A healthy diet is one of the greatest weapons you can add to your arsenal of protection against unhealthy aging.
However, Dr Michael Mosley shared that some foods seem to be more potent than others.
To put this to a test, he made a fermented fizzy drink, using black tea, sugar and a live culture he bought online.
Speaking on his Stay Young podcast, the doctor said: “Today, I’m making something that it’s claimed could boost my mood, improve my immune system, deepen my sleep, and reduce those niggling aches and pains that come with age.”
But if you’re not a fan of kombucha, you can opt for different fermented foods, ranging from sauerkraut to kefir and kimchi to yoghurt.
Dr Mosley said: “The idea is that as we get older, the number and diversity of our gut microbes declines, which contributes to chronic inflammation and a host of age-related diseases.”
However, eating fermented foods can help rejuvenate your gut microbes, making you feel better inside out.
The main reason why fermented foods can promote healthy aging comes down to their ability to dampen inflammation.
The doctor said: “As we age, broadly speaking, we tend to develop these kinds of inflammatory conditions.”
However, consuming fermented foods helps to stop this underlying process, potentially protecting you against a whole host of health problems.
Professor Justin Sonnenburg from Stanford University, who also appeared on the podcast, explained that one of the mechanisms that can reduce inflammation is the production of lactate.
When you eat fermented foods, they directly interact with your microbiome, producing the substance.

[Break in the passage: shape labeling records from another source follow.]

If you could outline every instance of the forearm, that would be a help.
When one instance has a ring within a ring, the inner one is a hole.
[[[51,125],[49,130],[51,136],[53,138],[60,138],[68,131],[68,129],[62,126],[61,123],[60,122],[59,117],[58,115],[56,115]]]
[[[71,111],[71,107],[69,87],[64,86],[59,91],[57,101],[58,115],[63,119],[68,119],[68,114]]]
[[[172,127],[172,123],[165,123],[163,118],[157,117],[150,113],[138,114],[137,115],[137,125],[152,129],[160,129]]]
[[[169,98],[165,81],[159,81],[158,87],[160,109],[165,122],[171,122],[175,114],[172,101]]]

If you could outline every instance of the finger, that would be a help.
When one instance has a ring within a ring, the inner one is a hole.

Professor Sonnenburg said: “We know that lactate from experiments that we’ve done in the lab can actually increase a certain subtype of T cells in the immune system called T regulatory cells.
“The T regulatory cells actually have a calming effect on the immune system so they actually dampen inflammation.”

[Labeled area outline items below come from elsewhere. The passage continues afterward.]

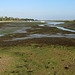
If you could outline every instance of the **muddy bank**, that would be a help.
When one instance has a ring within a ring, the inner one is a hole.
[[[1,41],[0,46],[29,46],[31,43],[37,43],[43,45],[63,45],[63,46],[75,46],[75,39],[69,38],[33,38],[25,40],[16,40],[16,41]]]

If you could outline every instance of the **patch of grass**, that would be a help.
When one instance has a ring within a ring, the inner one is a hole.
[[[75,47],[65,46],[14,46],[0,49],[0,54],[11,55],[14,60],[2,75],[73,75],[75,73]]]
[[[64,28],[75,30],[75,22],[74,21],[67,21],[64,24],[59,24],[58,26],[63,26]]]

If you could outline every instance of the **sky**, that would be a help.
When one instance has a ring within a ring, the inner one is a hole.
[[[75,0],[0,0],[0,17],[75,20]]]

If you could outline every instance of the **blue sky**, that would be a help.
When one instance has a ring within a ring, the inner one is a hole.
[[[0,0],[0,16],[74,20],[75,0]]]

The researchers are now planning to test the effects of fermented foods on older individuals to see if they really offer a protective effect.
He added: “We’re hopeful from the broad signature of inflammatory markers that a decrease that this would have a really broad beneficial impact to guard against a lot of these chronic inflammatory diseases.”

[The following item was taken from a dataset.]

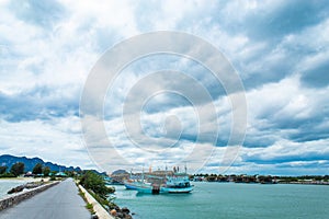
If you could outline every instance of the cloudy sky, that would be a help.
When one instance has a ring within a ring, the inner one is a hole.
[[[329,173],[325,0],[0,0],[0,153],[109,171],[120,163],[113,154],[154,168],[185,159],[193,170],[217,173],[234,107],[225,84],[186,57],[157,54],[124,68],[107,87],[103,115],[89,124],[88,137],[82,131],[80,99],[97,61],[122,41],[155,31],[208,42],[241,79],[246,138],[229,173]],[[201,118],[205,108],[214,111]],[[92,131],[97,122],[105,140]]]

While there’s currently a need for more research, gut-healthy foods have been proven to boost the gut microbiome, lower inflammation and reduce pesky aches and pains that come with age.
Dr. Mosley added that all of this should help with age-related diseases.
Although you can reap many beneficial effects from adding fermented foods to your diet, doctors warn you should start slowly.
Dr. Mosley said: “If you do choose to go down this route, a word of warning, do start slowly to give your gut a chance to get used to it.”
According to Professor Sonnenburg, yogurt with live bacteria or kombucha are good ways to start.